An undefeated Adam Scott is the only Australian through to the final 16 at the World Golf Championships-Match Play after a stirring victory over local favourite Jordan Spieth in Texas.
Scott was never behind on the scoreboard throughout the match against three-time Major winner Spieth. The Australian had raced to a three-hole lead early on in the round at Austin Country Club. The 2013 Masters winner Scott then increased his advantage to four holes after the 12th. When both made par at the 16th, Scott secured a 3-and-2 victory.

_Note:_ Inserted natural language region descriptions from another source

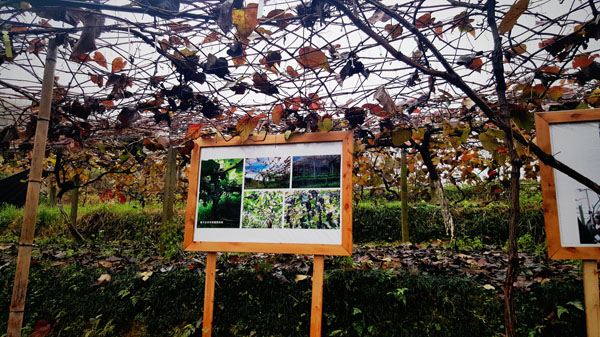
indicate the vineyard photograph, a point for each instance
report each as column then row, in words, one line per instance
column 263, row 209
column 220, row 193
column 316, row 171
column 314, row 209
column 268, row 172
column 270, row 168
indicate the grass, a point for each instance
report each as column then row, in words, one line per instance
column 50, row 222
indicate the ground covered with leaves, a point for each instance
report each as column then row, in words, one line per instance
column 382, row 290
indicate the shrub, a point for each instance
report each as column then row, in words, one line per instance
column 382, row 222
column 269, row 303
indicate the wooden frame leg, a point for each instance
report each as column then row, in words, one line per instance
column 209, row 294
column 592, row 297
column 317, row 297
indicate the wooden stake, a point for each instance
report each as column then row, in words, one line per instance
column 168, row 193
column 17, row 304
column 592, row 297
column 209, row 293
column 317, row 297
column 404, row 195
column 74, row 201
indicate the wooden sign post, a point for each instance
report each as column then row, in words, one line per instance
column 592, row 297
column 573, row 137
column 271, row 195
column 17, row 304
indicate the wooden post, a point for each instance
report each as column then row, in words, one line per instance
column 209, row 293
column 74, row 201
column 17, row 304
column 169, row 192
column 404, row 195
column 592, row 297
column 52, row 192
column 317, row 297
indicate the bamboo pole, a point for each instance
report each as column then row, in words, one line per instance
column 592, row 297
column 17, row 304
column 209, row 293
column 74, row 201
column 404, row 195
column 168, row 193
column 317, row 297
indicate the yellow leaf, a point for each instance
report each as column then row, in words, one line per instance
column 291, row 72
column 310, row 57
column 188, row 52
column 326, row 124
column 399, row 137
column 594, row 97
column 551, row 69
column 246, row 125
column 582, row 106
column 418, row 134
column 513, row 14
column 489, row 140
column 245, row 20
column 555, row 93
column 300, row 277
column 277, row 113
column 118, row 64
column 99, row 58
column 212, row 37
column 394, row 30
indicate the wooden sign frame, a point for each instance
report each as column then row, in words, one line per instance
column 341, row 146
column 557, row 249
column 345, row 140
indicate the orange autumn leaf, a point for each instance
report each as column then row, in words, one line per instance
column 245, row 20
column 277, row 113
column 239, row 60
column 279, row 15
column 547, row 42
column 246, row 125
column 291, row 72
column 583, row 60
column 81, row 58
column 511, row 17
column 555, row 93
column 99, row 58
column 424, row 20
column 310, row 57
column 97, row 79
column 550, row 69
column 394, row 30
column 212, row 37
column 194, row 131
column 118, row 64
column 475, row 64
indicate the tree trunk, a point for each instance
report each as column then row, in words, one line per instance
column 51, row 192
column 404, row 195
column 74, row 202
column 25, row 245
column 512, row 270
column 446, row 214
column 169, row 192
column 437, row 184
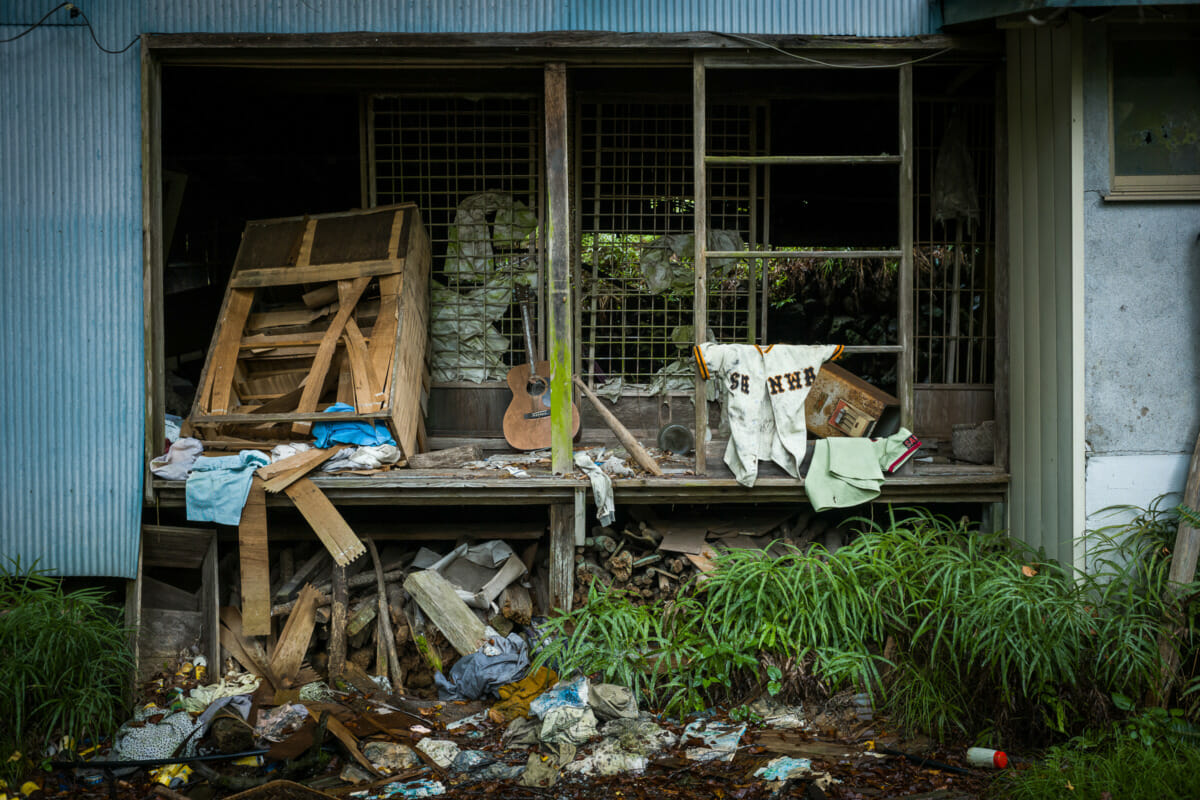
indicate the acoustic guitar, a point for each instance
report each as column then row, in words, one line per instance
column 527, row 419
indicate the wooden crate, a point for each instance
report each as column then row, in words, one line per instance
column 843, row 404
column 321, row 308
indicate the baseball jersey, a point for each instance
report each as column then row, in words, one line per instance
column 765, row 390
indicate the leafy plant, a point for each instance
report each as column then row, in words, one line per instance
column 64, row 662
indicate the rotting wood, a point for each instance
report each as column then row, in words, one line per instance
column 329, row 525
column 383, row 626
column 255, row 563
column 443, row 458
column 636, row 451
column 294, row 639
column 300, row 575
column 562, row 555
column 451, row 615
column 700, row 230
column 337, row 625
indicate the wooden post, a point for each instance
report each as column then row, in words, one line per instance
column 700, row 301
column 905, row 367
column 562, row 555
column 337, row 624
column 559, row 274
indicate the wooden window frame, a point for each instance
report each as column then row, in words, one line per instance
column 1144, row 187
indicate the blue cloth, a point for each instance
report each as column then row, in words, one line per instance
column 217, row 487
column 349, row 432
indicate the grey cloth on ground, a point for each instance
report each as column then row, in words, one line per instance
column 567, row 723
column 521, row 732
column 612, row 702
column 601, row 487
column 477, row 675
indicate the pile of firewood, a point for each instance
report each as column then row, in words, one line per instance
column 652, row 558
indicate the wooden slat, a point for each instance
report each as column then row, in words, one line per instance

Returning to the WGC-Match Play for the first time since 2016 has proved a good move for Scott given two pool victories and a halve against Keegan Bradley will build his confidence heading to the Masters in two weeks.
“I played solid today, I’m happy with my game,” former world No.1 Scott said after the match. “Jordan didn’t make a putt today and that’s always tough in match play.
“I’d like to have closed it out in better style (by not missing a birdie putt at the 16th) but I’m happy to move through.”
Scott said he could feel the crowd on Spieth’s side given the 2015 Masters winner was raised in Dallas before attending the University of Texas in Austin.
But Scott said he also felt the love given he is the only golfer in history to win the ‘Texas Slam’; victories in every PGA Tour event in the Lone Star state – Houston, Dallas, San Antonio and Fort Worth.
“(Support for Spieth) was to be expected and well deserved, he’s a great guy and playing in his home state but I’ve had some success in the state of Texas and felt the support,” Scott said.
Scott progresses to the final 16 and will play Kevin Kisner on Saturday morning local time for a place in the quarter finals.
Scott’s fellow Australian Min Woo Lee halved his match against Tom Hoge but the Australian was eliminated as Billy Horschel advanced from Lee’s group.
Marc Leishman defeated Luke List in his match but was already assured of not going through to the final 16. Lucas Herbert missed a short putt to lose a sudden-death playoff against Japan’s Takumi Kanaya, who advanced from Herbert’s group.